Confirmation of eligibility

Applicants: please note

Before completing this application form, you should have read the Age Friendly Melville Assistance Fund (AFMAF) Guidelines. If you need assistance with this, or require an alternative format please contact us on the details below.

Incomplete applications will not be considered.

This section of the application form is designed to help you, and us, understand if you are eligible to receive an AFMAF reimbursement. It is important that you confirm your eligibility before completing the application.

If you have any questions in regards to these eligibility criteria, please contact age.friendly@melville.wa.gov.au or telephone 08 9364 0666

Applications can take up to 45 working days to be processed once received.  We will contact you via email as soon as possible with an outcome.  If successful, you will be reimbursed into your nominated bank account within 15 working days of approval.

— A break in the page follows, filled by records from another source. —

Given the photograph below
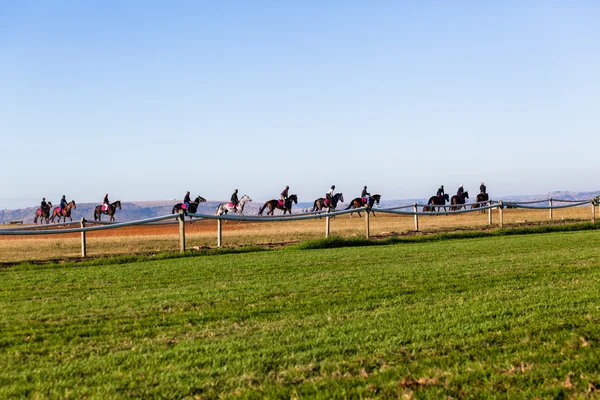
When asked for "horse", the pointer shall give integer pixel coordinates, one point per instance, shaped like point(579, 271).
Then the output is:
point(320, 203)
point(110, 210)
point(66, 212)
point(361, 202)
point(193, 206)
point(42, 213)
point(481, 197)
point(274, 204)
point(457, 201)
point(436, 201)
point(224, 208)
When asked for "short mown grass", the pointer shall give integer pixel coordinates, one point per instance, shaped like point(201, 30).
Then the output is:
point(510, 316)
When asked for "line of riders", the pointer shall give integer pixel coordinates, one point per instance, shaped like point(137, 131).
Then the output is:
point(329, 202)
point(456, 201)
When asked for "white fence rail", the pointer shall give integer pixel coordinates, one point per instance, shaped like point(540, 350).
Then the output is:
point(59, 228)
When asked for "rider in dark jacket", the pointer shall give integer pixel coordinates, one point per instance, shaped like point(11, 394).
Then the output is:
point(234, 199)
point(63, 203)
point(284, 194)
point(440, 192)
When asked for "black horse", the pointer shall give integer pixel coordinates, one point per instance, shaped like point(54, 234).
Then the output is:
point(110, 211)
point(193, 206)
point(320, 203)
point(439, 201)
point(481, 198)
point(458, 201)
point(43, 214)
point(361, 202)
point(274, 204)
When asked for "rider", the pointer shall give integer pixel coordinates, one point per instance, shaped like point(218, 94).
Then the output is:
point(234, 200)
point(329, 194)
point(63, 204)
point(365, 195)
point(284, 195)
point(186, 200)
point(441, 192)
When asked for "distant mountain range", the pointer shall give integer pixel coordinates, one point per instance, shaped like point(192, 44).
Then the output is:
point(137, 210)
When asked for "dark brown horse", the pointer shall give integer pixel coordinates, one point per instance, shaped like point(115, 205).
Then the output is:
point(360, 202)
point(111, 210)
point(66, 212)
point(274, 204)
point(457, 201)
point(439, 201)
point(193, 206)
point(320, 203)
point(43, 213)
point(481, 197)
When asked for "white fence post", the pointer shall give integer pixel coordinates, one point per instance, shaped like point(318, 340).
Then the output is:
point(83, 241)
point(501, 213)
point(416, 218)
point(219, 233)
point(181, 231)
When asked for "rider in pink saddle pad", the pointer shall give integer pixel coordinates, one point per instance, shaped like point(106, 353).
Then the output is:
point(105, 203)
point(365, 195)
point(234, 200)
point(284, 196)
point(186, 201)
point(329, 195)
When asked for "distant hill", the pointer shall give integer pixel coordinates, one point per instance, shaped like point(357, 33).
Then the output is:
point(137, 210)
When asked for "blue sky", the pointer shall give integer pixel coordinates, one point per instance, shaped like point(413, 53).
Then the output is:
point(145, 100)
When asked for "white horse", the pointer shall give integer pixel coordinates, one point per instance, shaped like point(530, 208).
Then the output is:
point(224, 208)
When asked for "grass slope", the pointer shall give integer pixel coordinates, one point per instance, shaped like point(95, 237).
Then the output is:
point(508, 316)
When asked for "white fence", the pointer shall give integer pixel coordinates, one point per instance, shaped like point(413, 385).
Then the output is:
point(80, 227)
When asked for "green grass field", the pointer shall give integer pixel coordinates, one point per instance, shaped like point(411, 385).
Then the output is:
point(503, 317)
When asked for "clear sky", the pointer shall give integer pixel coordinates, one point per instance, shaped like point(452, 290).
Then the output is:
point(146, 99)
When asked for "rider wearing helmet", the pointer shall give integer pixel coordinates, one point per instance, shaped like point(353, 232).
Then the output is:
point(329, 194)
point(440, 192)
point(63, 203)
point(366, 195)
point(186, 200)
point(234, 199)
point(106, 202)
point(284, 195)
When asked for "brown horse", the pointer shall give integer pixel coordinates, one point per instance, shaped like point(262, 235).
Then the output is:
point(43, 213)
point(66, 212)
point(111, 211)
point(274, 204)
point(457, 201)
point(436, 201)
point(320, 203)
point(193, 206)
point(360, 202)
point(481, 197)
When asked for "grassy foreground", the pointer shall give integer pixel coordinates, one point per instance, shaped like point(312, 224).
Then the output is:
point(508, 316)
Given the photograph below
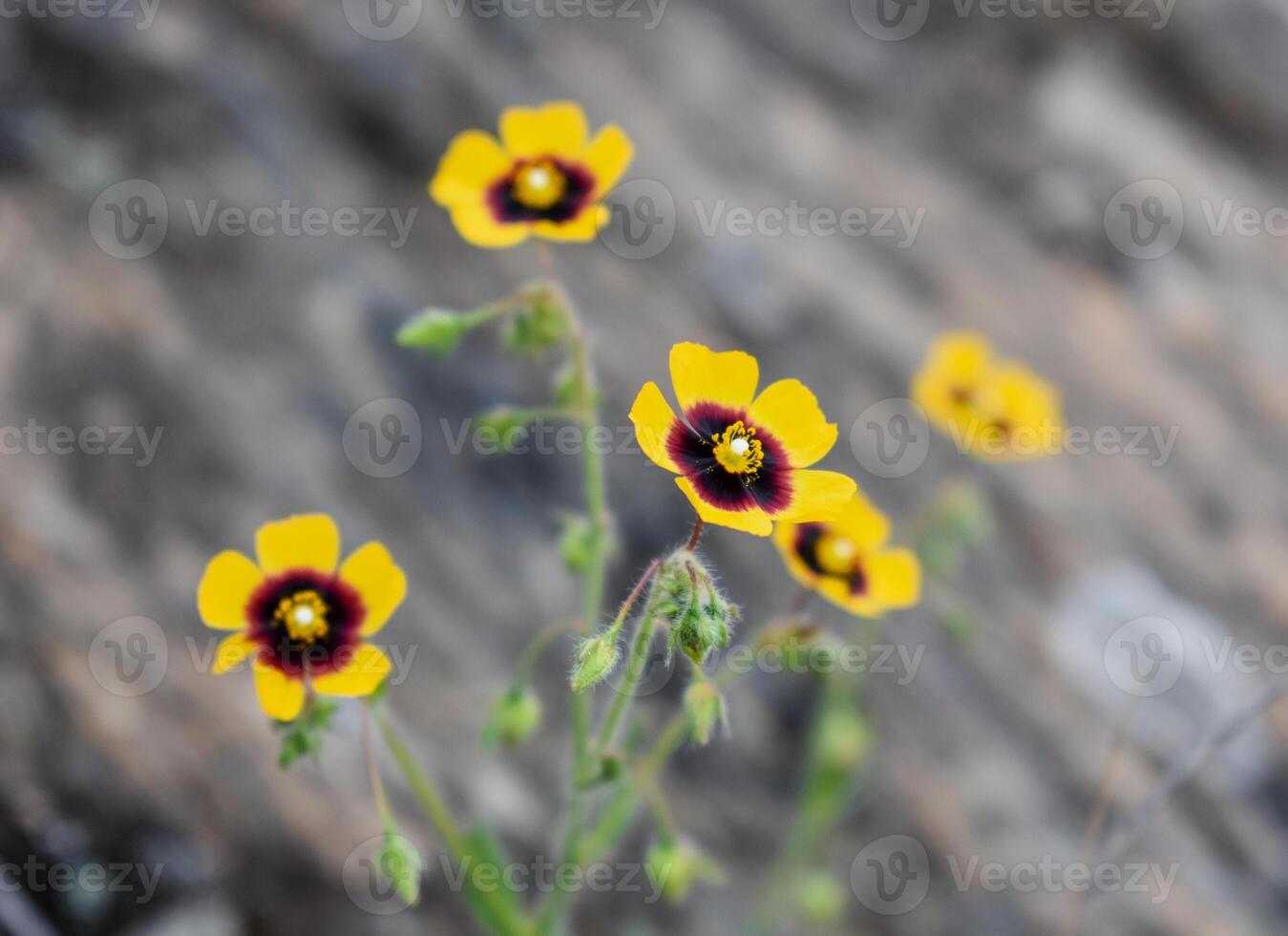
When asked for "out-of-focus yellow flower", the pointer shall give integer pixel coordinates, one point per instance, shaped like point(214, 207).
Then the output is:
point(298, 619)
point(545, 177)
point(742, 459)
point(846, 561)
point(991, 409)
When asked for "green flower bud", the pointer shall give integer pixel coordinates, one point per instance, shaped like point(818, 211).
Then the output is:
point(819, 898)
point(435, 331)
point(539, 327)
point(706, 710)
point(514, 715)
point(672, 868)
point(597, 658)
point(688, 600)
point(399, 861)
point(844, 739)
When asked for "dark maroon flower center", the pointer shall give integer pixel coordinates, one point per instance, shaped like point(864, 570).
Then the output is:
point(545, 188)
point(731, 463)
point(306, 620)
point(809, 538)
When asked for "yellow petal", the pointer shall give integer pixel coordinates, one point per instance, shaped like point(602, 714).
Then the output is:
point(862, 522)
point(233, 651)
point(473, 161)
point(556, 129)
point(225, 588)
point(478, 225)
point(791, 414)
point(894, 578)
point(362, 674)
point(816, 497)
point(704, 375)
point(581, 228)
point(381, 585)
point(653, 419)
point(785, 538)
point(280, 695)
point(306, 541)
point(753, 521)
point(608, 157)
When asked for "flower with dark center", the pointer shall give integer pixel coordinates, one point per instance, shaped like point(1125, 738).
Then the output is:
point(298, 619)
point(993, 409)
point(744, 459)
point(845, 561)
point(545, 177)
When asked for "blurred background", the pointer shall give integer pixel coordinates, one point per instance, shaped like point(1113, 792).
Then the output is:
point(1096, 187)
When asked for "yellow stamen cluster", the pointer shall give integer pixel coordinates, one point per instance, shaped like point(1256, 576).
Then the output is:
point(305, 616)
point(538, 184)
point(738, 450)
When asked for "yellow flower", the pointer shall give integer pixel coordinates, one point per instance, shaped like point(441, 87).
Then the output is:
point(298, 619)
point(543, 177)
point(992, 409)
point(742, 459)
point(846, 561)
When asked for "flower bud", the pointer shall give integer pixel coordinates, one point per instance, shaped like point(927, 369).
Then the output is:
point(672, 868)
point(514, 715)
point(819, 898)
point(434, 331)
point(842, 739)
point(597, 658)
point(706, 710)
point(686, 596)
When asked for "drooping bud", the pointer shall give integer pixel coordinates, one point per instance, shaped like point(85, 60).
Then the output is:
point(819, 898)
point(514, 715)
point(686, 599)
point(706, 711)
point(674, 868)
point(594, 662)
point(842, 739)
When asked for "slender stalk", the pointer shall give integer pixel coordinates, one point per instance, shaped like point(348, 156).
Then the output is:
point(634, 666)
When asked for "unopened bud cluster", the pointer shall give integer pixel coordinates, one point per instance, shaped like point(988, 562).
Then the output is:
point(686, 599)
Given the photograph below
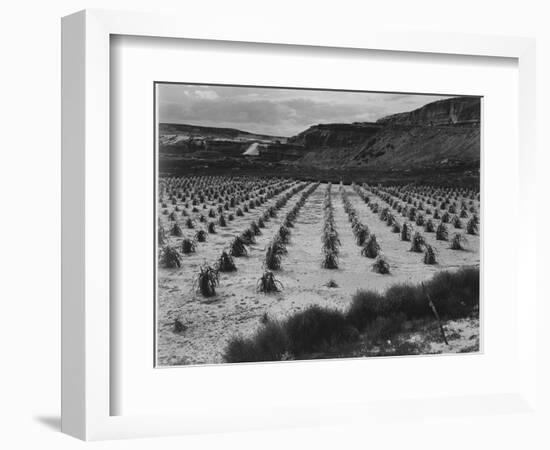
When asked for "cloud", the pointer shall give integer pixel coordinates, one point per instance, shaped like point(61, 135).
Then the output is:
point(276, 111)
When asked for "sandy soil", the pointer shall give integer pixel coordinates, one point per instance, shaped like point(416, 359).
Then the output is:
point(238, 308)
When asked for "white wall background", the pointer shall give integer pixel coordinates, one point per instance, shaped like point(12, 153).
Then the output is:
point(30, 190)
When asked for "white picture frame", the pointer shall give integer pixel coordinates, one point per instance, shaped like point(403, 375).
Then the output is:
point(86, 284)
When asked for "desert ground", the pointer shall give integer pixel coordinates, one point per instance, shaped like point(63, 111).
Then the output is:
point(238, 309)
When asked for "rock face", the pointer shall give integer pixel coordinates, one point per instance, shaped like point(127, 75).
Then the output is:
point(438, 138)
point(454, 111)
point(335, 135)
point(445, 133)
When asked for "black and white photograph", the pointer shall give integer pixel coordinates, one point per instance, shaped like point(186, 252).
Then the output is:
point(302, 224)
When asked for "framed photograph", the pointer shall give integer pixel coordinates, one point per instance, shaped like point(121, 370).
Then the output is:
point(263, 231)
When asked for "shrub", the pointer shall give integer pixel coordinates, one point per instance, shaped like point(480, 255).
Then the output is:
point(188, 246)
point(269, 343)
point(418, 243)
point(331, 241)
point(207, 280)
point(268, 283)
point(274, 253)
point(429, 226)
point(457, 242)
point(226, 263)
point(255, 228)
point(406, 232)
point(176, 230)
point(330, 259)
point(457, 223)
point(161, 235)
point(429, 255)
point(170, 257)
point(361, 234)
point(179, 327)
point(396, 228)
point(317, 328)
point(201, 236)
point(471, 226)
point(238, 247)
point(441, 234)
point(248, 237)
point(284, 234)
point(371, 248)
point(381, 266)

Please note that the City receives many applications and funding is limited.  Eligibility for funding does not guarantee that application will be successful.

Confirmation of Eligibility

I confirm that:

  • I have read and understood the AFMAF guidelines. 
  • I am a City of Melville resident.
  • I am over the age of 60, or 50 for Aboriginal or Torres Strait Islander people and able to provide proof of age (driver's licence, seniors card or passport).
  • I am able to provide proof of low income (Pensioner Concession Card, Health Care Concession Card or Department of Veterans' Affairs Card).
  • Other avenues of funding were considered prior to lodging my application.
  • My application is for a service or product essential to my wellbeing, rehabilitation, or safety and to help me maintain my independence.
  • I am aware that purchases/services can only be made from an Australian registered business.
  • I have not already received an AFMAF reimbursement this financial year.
  • I have a tax invoice/receipt dated within three months of this application.
 
You must confirm that all statements above are true and correct.. If you are completing this form on behalf of someone else, please confirm the applicant's eligibility and that all statements above are true and correct.